Suitability vs. Fimages (1)iduciary

You have been working hard.  Saving, investing, and dreaming of someday retiring and enjoying the fruits of your labor.  Whether you feel you have done well, or are maybe feeling embarrassment for being under prepared, you take the step to go see a financial advisor for a checkup.  Perhaps like your last visit to the doctor for a physical, a bit of nervousness hits as you drive to meet your potential advisor.

Regardless of how many financial advisors you have interviewed, there is one important question they should have all been asked.  “Do you act as my fiduciary, or is it just your job to find suitable investments?”

What is suitability?

A condominium might be suitable for your family of 4, but a house with a yard for the kids might be best.  A red sports car might also be suitable to get from point A to point B, but a minivan might be best.

If you are interviewing or working with someone whose firm is not a Registered Investment Advisor (RIA), then most likely they will make investment choices based on suitability.  They will look at your income and your age and present investment decisions for you based upon that information.  Often these advisors work for a Broker/Dealer which promotes certain products and they earn their living from commissions made on the products they sell.

An annuity with a 4% commission fee to the advisor might be suitable for you.  A mutual fund with a 5.25% upfront load might be suitable for you.  Common stock in an alcohol, weapon, or tobacco company might be suitable for you.  While suitability is not in question in these situations, whether they are “best” for you may very well be.  These decisions can be made based on a chart.  You may find that they may not be best for you financially or ethically.

What is a fiduciary?

As mentioned earlier an advisor working with an RIA follows a different methodology for selecting investment options for you.  They are legally bound to make investment selections based on who you are, not what you are relative to some rubric.   To facilitate this approach they charge a fee for their services.  Often for money management this fee may be a percentage of the assets you place under their management.  They do not earn a commission by trading your account or selling products like annuities.  Likewise, you can designate areas where they can or cannot invest your dollars.  If you indicate you do not want your money directly invested in weapons manufacturers, they cannot do so.  It is not what is best for you.  You may choose your own consciousness over an investment with higher return potential.  That fiduciary can illustrate what the trade-off may be if you are unsure.

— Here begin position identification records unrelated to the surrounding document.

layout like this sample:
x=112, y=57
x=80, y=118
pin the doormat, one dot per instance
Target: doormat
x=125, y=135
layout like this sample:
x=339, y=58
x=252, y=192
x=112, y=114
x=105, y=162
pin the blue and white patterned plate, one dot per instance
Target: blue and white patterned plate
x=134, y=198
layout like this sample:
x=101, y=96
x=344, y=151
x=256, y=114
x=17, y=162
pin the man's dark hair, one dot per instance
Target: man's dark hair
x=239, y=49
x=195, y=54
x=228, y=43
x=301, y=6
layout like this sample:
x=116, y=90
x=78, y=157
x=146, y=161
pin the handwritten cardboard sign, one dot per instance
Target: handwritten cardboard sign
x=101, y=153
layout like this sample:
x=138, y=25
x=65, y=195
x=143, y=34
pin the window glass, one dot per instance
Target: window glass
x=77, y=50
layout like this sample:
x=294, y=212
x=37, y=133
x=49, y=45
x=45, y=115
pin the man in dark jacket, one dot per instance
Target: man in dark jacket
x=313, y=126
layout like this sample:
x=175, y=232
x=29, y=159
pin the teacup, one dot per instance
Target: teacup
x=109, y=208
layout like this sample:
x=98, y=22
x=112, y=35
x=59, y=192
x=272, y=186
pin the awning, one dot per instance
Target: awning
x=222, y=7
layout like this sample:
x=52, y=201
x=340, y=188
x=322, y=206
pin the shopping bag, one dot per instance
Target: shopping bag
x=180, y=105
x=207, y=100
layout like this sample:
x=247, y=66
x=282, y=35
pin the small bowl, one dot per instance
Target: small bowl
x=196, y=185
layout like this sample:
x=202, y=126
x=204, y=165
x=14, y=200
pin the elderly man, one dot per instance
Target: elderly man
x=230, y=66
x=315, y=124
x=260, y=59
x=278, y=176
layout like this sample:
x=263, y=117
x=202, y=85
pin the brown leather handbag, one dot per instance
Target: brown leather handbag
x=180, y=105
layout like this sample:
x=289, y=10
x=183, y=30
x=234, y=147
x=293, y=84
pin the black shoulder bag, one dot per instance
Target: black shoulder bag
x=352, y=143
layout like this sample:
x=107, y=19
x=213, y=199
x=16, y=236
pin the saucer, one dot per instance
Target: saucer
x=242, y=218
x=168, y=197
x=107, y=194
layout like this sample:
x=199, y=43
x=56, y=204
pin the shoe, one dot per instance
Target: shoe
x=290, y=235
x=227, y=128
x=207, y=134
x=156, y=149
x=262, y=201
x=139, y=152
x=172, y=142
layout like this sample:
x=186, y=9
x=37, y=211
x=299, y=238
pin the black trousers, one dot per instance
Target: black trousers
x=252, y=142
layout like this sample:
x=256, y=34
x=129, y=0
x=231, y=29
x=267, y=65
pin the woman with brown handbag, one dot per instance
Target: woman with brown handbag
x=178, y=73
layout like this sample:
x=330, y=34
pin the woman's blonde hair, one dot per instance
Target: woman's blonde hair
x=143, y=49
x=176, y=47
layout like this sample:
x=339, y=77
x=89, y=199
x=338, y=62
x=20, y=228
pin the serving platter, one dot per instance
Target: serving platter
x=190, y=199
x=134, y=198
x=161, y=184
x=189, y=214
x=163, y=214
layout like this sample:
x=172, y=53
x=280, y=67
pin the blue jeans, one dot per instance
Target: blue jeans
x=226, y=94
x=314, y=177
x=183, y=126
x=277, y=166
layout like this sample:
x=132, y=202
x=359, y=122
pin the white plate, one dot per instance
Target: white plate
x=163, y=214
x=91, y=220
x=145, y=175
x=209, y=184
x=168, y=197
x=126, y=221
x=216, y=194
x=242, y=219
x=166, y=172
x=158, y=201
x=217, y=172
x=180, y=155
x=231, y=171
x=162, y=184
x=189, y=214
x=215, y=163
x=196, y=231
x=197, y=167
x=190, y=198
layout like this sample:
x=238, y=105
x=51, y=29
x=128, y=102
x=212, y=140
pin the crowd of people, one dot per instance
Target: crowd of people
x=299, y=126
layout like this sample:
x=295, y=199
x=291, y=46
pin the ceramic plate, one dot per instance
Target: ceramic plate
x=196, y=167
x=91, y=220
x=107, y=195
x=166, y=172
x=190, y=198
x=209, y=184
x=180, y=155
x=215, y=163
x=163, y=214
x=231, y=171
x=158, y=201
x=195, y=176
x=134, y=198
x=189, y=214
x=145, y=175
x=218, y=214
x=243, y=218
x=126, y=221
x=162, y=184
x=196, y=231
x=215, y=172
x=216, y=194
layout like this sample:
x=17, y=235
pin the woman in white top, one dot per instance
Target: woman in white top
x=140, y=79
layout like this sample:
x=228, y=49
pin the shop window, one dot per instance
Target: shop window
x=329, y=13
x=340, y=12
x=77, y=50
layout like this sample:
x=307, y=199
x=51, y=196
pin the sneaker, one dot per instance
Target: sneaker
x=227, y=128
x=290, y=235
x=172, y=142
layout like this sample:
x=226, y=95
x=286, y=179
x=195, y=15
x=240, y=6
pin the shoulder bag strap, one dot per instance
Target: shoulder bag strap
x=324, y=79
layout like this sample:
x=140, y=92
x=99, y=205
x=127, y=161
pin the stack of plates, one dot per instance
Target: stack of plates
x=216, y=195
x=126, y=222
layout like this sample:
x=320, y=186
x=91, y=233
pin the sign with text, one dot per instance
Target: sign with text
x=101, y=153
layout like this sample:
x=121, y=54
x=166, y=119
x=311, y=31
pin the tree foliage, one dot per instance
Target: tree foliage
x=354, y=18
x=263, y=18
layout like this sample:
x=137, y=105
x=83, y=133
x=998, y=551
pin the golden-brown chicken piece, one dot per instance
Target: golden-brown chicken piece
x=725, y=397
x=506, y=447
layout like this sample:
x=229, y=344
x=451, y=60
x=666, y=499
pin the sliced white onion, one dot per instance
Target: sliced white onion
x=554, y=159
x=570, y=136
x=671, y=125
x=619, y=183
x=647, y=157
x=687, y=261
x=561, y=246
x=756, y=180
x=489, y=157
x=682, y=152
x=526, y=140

Many fiduciaries work on a discretionary basis, meaning that once you establish your investment criteria and goals they won’t call you to sell a product and they won’t call you when making changes to your investment portfolio.  They know what is right for you and can act quickly and accordingly if the investment horizon so dictates.  If you are out of town on vacation and the fiduciary feels an immediate change is in your best interest, they can make that change and not wait a week for your approval.

Who is best for you?

Ultimately the decision to work with a fiduciary may or may not be important to you.  It is important to understand that a fiduciary functions with a much higher standard of care than an advisor presenting choices based on suitability.  They will spend more time determining if an investment strategy is appropriate to meet higher education, retirement, or estate goals than finding the current “hot stock” on the market.

Very often a fiduciary, will recommend you go through a financial planning process so that they can prudently determine which investments will meet your goals both today and tomorrow.  They may change a fee for this plan, as it does entail considerable work to ensure with certainty they can provide what is best for you.  You may find that through this process many questions about you as an individual or family are asked, and not just those relative to your balance sheet.  A plan might determine that a commission product like an annuity or insurance is actually best for you, and they can work with your existing insurance advisor or suggest others whom can provide that crucial piece.  At times that may mean fewer dollars available for the fiduciary to manage, but what is best for you is paramount.

As someone who has taken the bold step to choose an advisor, it is important to know how they do business and how they will represent you.  Location, personality, and referrals may all be a determining factor in whom you choose to work it, but the question of suitability vs. fiduciary should also be given your consideration.

Mackey Advisors™ is a registered investment advisor with a fiduciary standard.  We have chosen this model because we feel that it is the best way to serve our clients.  As prosperity coaches we empower clients to make conscious choices, not reactive decisions.  In fairness, our model may not be for you, however we encourage everyone to explore their options thoroughly and make the decision of whom to work with in confidence.